A prospective, 1-group, pre-post treatment study by Thai et al11 found UVC was effective in reducing bacteria in chronic wounds (pressure ulcers [PUs], VLUs, and DFUs). Participants included individuals (N = 22) with chronic ulcers exhibiting at least 2 clinical signs of infection (pain/tenderness, moderate exudate, foul odor, friable granulation tissue, slough in the wound bed, periulcer skin erythema, elevated local temperature, and swelling) and critically colonized as defined by Sibbald et al,12 as well as patients who had both a positive wound culture of at least 1 type of bacteria. These individuals received a single 180-second treatment using an UVC light lamp (wavelength = 254 nm) placed 1 inch from the wound bed. Semiquantitative swabs taken immediately before and after UVC treatment demonstrated excellent test-retest reliability of the semiquantitative swab technique used to evaluate the type and amount of bacteria present in chronic wounds (Cohen’s kappa = 0.92). A statistically significant (P <.0001) reduction in the relative amount of Pseudomonas aeruginosa, S aureus, and MRSA following a single treatment of UVC was observed. The greatest reduction in semiquantitative swab scores following UVC treatment were observed for wounds colonized with P aeruginosa and wounds colonized with only 1 species of bacteria.
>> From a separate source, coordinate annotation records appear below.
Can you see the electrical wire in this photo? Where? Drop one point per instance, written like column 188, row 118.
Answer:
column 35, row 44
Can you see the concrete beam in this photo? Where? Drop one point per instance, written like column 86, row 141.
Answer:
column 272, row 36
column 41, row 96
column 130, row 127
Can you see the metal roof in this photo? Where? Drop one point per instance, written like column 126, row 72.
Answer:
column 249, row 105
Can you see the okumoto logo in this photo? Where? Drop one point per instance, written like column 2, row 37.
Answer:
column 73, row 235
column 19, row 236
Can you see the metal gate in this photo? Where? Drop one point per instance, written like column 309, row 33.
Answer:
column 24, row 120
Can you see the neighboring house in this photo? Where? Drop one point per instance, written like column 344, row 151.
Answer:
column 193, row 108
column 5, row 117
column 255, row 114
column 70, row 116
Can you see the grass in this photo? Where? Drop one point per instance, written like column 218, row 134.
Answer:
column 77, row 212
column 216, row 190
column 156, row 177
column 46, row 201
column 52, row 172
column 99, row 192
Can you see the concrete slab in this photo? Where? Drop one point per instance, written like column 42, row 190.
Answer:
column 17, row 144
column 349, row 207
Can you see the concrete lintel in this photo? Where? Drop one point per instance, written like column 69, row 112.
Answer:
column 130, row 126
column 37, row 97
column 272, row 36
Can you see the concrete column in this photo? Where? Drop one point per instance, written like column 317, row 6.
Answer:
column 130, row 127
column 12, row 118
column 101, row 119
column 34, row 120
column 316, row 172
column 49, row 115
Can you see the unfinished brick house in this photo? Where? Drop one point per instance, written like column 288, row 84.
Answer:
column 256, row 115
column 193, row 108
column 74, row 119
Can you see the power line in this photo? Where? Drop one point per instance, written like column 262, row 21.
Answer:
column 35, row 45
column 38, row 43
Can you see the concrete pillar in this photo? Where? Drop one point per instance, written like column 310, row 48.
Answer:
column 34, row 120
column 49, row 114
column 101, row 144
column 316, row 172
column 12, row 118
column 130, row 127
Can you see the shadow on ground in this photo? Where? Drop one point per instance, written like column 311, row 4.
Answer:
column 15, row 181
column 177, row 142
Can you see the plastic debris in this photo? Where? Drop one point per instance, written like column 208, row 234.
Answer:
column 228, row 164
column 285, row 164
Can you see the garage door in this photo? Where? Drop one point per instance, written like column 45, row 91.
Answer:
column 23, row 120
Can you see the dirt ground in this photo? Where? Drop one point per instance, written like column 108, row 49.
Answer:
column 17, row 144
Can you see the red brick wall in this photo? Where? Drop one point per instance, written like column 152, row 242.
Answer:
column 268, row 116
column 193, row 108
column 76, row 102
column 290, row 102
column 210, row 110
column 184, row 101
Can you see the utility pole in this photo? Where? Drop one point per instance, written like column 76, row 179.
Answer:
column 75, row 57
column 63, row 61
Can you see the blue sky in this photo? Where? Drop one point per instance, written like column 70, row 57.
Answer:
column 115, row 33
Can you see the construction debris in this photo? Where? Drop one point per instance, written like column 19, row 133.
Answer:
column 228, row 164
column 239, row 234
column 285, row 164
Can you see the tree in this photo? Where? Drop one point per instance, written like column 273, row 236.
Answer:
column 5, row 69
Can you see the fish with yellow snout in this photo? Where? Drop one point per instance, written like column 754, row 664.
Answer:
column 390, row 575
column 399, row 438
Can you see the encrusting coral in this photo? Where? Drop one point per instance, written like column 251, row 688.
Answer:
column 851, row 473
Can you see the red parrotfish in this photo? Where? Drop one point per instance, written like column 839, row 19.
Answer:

Significant (P <.05) reductions in the relative amount of bacteria also were observed in 12 ulcers in which MRSA was present, but the effects of UVC were not as robust for MRSA (only 1 level reduction) after the standard 180-second treatment time. These data indicate multiple treatments of UVC for 180 seconds may be required to eradicate organisms that are sensitive to antibiotics.
Although evidence is strong for the bactericidal effects of UVC in chronic wounds in vitro, clinical studies examining the effects of UVC, specifically the effect on wound healing, are limited. In a 1995 review, Kloth13summarized modalities that have been shown to have a positive effect on nonhealing, slowly healing, or regressing wounds as well as the effects of UVC on wound healing including hyperplasia, reepithelialization or desquamation of the leading edge of periulcer epidermal cells, granulation tissue formation, and sloughing of necrotic tissue. The literature review by Rennekampff et al14 noted UVC also may stimulate and restore normal melanocyte numbers and distribution in reepithelialized wounds while preventing hypopigmentation. However, few studies have examined the healing response on chronic wounds of various etiologies treated with UVC. The purpose of this retrospective, descriptive study was to evaluate the outcomes of UVC as an adjunct modality when used with standard care for chronic wounds.